研究について

研究成果

RTK-GNSSを用いた地震後の係留施設の変位量計測・安定性評価支援システムの開発

発行年月 港湾空港技術研究所 資料 1370 2020年03月
執筆者 伊藤 広高・小濱 英司
所属 地震防災研究領域 耐震構造研究グループ
要旨

 係留施設は地震後に船舶による緊急物資や救援活動のための人員等の輸送に使用するために、係留施設の使用可否判断を迅速に行う必要がある。しかし、地震動によって係留施設がどのように損傷してどの程度性能が低下しているのかを正確に把握することは難しい。このような場合、係留施設の天端の残留水平変位量から判断することが考えられるが、地震時の広域または局所的な地盤移動が生じる状況において残留水平変位量を正確に測定することは容易ではない。また、残留水平変位量だけが確認されたとしても、残留水平変位量と施設の不安定化の関係が不明であれば、使用可否判断をすることは困難である。
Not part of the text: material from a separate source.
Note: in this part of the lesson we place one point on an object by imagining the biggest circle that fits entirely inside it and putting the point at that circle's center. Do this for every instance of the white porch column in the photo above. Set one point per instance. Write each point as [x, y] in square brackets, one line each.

そこで、本研究では、地震後の係留施設について迅速かつ正確な残留水平変位量の測定手法及び残留水平変位量を用いた使用可否判断のための係留施設の安定性評価手法について検討を行った。
  迅速かつ正確な残留水平変位量の測定手法については、RTK-GNSSの基準点の位置を護岸変形および液状化等による地盤の局所的移動の影響範囲外にすることにより地殻変動分を除いた係留施設の残留水平変位量を測定する手法を検討し、GNSS受信機の操作や残留水平変位量の測定結果の表示が可能なスマートフォン用アプリケーションの開発を行った。係留施設の安定性評価手法については、大小複数の地震動による地震応答解析を行い、残留水平変位量と部材の損傷の関係を部材毎に整理した。また、アプリケーションに変位-部材損傷関係の情報を持たせ、残留水平変位量の計測と同時に安定性評価ができるようにした。開発したアプリケーションによる計測精度や機能の作動確認のため、現場での実証も行った。